Why it happens. AI reviewers do not reliably process inline documentation that acknowledges risk. They will read the NOTE and flag the risk anyway, as though the NOTE were not there. This is a philosophical failure more than a technical one — the reviewer weights “is this risky?” over “has the team already acknowledged this risk?”

Detection signal. Check whether the flagged region is immediately preceded or followed by a NOTE, TODO, or comment that acknowledges the same issue. If yes, the flag is redundant with existing documentation.

Prevention. Harder than it looks. “Already documented” is not a reliable skip reason, because the AI reviewer flagged the code despite the documentation. The documentation format may not be machine-readable enough for the reviewer to recognize as a deliberate acknowledgment. I do not have a great fix for this one yet — I just classify it as INVALID and move on.

Pattern 3 — Disagreeing Claim

One-line definition: Two AI reviewers reviewing the same code give directly opposite factual claims, not opinion differences.

On a Python PR (the crucio project, FastAPI / Starlette stack), Codex flagged the ForwardedHostMiddleware registration order in main.py as inverted, arguing: “in FastAPI/Starlette, add_middleware() stacks so later calls execute earlier”. On the same lines, Claude-review left an INFO comment that explicitly reassured: app.add_middleware(ForwardedHostMiddleware) as the first call in create_app() is correct — Starlette inserts at index 0 and then applies in reverse, so the first registered becomes the outermost layer.”

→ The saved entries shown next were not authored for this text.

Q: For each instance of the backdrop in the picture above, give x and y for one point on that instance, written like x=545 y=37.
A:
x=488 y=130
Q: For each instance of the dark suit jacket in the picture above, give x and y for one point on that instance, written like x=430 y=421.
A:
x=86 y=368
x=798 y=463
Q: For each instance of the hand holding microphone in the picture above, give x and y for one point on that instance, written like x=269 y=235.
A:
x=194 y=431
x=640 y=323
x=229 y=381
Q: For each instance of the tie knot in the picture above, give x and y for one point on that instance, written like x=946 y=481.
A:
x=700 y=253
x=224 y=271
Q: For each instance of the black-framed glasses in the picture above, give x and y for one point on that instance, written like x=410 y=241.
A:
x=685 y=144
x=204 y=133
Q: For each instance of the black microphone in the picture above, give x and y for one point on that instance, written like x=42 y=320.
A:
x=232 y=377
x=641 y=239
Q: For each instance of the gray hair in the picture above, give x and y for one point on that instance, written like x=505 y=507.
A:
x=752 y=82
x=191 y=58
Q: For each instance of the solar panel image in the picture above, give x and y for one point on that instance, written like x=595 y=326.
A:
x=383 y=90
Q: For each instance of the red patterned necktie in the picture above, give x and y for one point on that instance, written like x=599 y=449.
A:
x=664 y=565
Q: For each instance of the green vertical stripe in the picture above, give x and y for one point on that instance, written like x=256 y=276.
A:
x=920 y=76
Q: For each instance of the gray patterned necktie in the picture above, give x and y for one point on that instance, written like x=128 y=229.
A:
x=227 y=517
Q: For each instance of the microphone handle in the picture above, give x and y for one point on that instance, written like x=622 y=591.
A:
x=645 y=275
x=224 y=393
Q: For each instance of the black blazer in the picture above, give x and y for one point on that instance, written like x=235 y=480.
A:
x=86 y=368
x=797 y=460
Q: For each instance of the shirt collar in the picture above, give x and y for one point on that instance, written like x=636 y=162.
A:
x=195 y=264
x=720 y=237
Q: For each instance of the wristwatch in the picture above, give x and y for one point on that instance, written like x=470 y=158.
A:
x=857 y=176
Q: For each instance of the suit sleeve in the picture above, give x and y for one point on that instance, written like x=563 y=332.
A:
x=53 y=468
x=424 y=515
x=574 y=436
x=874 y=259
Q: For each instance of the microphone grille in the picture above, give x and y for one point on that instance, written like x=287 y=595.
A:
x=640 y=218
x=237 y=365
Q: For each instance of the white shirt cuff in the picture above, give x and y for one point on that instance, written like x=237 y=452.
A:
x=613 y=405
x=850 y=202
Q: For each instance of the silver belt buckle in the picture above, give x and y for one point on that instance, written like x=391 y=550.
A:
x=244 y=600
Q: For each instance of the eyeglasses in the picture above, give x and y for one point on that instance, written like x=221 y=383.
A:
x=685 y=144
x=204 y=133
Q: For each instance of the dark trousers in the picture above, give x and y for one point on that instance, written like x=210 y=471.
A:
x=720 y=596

These are not opinion differences about style or trade-offs. They are factual disagreements about what Starlette actually does, with a definitive right answer.

The Empirical Tiebreaker Protocol. When two AI reviewers disagree on a factual claim, the tiebreaker is not social. Do not defer to whichever reviewer is more articulate, more verbose, or more confident. Run a 6-line experiment immediately:

order = []
def mk(name):
    class M:
        def __init__(self, app): self.app = app
        async def __call__(self, scope, receive, send):
            order.append(name)
            await self.app(scope, receive, send)
    return M
# ... register A, B, C as middleware, then hit the app with a TestClient
# Result: ['C', 'B', 'A'] — last-added runs first. Codex correct.

The experiment took 0.2 seconds. The resolution could not have been derived from source inspection alone — both reviewers described the Starlette source correctly, but one of them drew the wrong conclusion from it.

Detection signal. Look for cases where one reviewer’s finding directly contradicts another reviewer’s INFO or LGTM comment on the same lines. This is rare, but catastrophic when missed — shipping a fix based on the wrong reviewer’s assurance typically produces a structurally broken deploy. If you only validate FINDINGS and skim INFO comments, you miss the disagreement entirely.

Pattern 4 — Confidently Wrong on Library Internals

One-line definition: The reviewer issues a confident positive assertion about library behavior that contradicts the authoritative source.

This is the other side of the disagreement in Pattern 3. Claude-review’s full INFO text on the Starlette middleware registration was:

“Starlette inserts at index 0 and then applies in reverse, so the first registered becomes the outermost layer.”

The first half is correct — Starlette does call user_middleware.insert(0, ...) and later iterates reversed(middleware). The conclusion is wrong. “Applies in reverse” iterates from the end, so the element at index 0 (which, after repeated inserts, is the last-added middleware) ends up as the outermost wrapper. Claude’s mental model treated “first in list” as “first to run” and missed the reverse-iteration step.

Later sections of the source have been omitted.